Angry Mob Burns Down Ebola Hospital After Learning They Can't Take Free Biohazard Souvenir Home

DEMOCRATIC REPUBLIC OF CONGO — In what public health officials are calling 'a completely understandable yet deeply unfortunate misunderstanding about how infectious diseases work,' an enraged mob torched an Ebola treatment facility Tuesday after staff declined to release a contaminated body for a traditional burial, citing what experts described as 'literally every rule of medicine ever written.
The incident began when family members arrived at the treatment center expecting the same level of customer service one might find at, say, a Costco return desk, only to be told that their beloved deceased relative had been classified as, quote, 'an active biological weapon wrapped in a human-shaped container.'
'We just wanted to take Uncle Mbeki home,' explained one furious relative, gesturing toward the smoldering remains of what was previously a sterile medical tent worth approximately four million dollars in international aid funding. 'Is that so much to ask? He barely has any Ebola on him.'
Dr. Emmanuel Lukusa, the facility's chief epidemiologist, attempted to explain the situation using diagrams, charts, and a hand puppet named 'Señor No-Touchy,' all of which were also subsequently set on fire.
'We understand the community is upset,' said Dr.
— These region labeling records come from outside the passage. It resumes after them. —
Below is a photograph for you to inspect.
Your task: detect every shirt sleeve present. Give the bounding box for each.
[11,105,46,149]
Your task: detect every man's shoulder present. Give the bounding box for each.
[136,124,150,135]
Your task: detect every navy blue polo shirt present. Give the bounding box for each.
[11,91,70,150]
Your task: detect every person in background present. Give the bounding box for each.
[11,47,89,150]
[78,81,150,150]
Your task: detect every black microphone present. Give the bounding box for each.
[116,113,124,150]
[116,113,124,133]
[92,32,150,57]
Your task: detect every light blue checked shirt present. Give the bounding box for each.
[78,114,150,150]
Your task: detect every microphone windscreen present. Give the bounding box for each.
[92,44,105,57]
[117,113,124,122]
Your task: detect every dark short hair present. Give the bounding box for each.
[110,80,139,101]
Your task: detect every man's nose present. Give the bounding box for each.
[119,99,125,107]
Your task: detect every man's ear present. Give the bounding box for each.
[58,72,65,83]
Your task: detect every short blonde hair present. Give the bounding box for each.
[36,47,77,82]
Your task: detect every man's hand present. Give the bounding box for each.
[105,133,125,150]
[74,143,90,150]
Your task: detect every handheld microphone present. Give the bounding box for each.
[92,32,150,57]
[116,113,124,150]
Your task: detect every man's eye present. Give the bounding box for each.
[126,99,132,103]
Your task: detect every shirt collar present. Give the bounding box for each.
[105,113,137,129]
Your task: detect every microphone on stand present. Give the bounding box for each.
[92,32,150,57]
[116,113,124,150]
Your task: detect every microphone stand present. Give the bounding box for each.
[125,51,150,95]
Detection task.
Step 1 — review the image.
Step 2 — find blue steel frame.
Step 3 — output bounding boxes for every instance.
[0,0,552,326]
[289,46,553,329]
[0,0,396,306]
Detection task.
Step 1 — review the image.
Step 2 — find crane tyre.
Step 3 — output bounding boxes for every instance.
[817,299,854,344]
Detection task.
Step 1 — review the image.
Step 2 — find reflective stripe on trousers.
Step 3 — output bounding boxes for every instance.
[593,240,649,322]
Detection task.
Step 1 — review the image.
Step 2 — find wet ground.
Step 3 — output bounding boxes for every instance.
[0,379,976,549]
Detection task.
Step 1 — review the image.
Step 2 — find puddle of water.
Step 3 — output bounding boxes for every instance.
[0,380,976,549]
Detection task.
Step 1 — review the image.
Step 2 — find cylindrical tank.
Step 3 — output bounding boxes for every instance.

Lukusa from behind six layers of protective equipment and what appeared to be a bunker. 'But there is a non-zero chance that taking the body to a public funeral where everyone hugs it goodbye would result in slightly more Ebola.'
WHO representatives flew in to assess the damage, landing just in time to watch the last remaining tent collapse dramatically, like a very expensive s'more.
Meanwhile, the mob has reportedly filed a formal complaint with the hospital's Yelp page, leaving a one-star review titled 'Refused to give us the plague corpse. Very rude. Would not recommend.'
At press time, international aid organizations had pledged to rebuild the facility, adding that they were 'cautiously optimistic' about the new location they'd selected, approximately 400 miles away from everyone.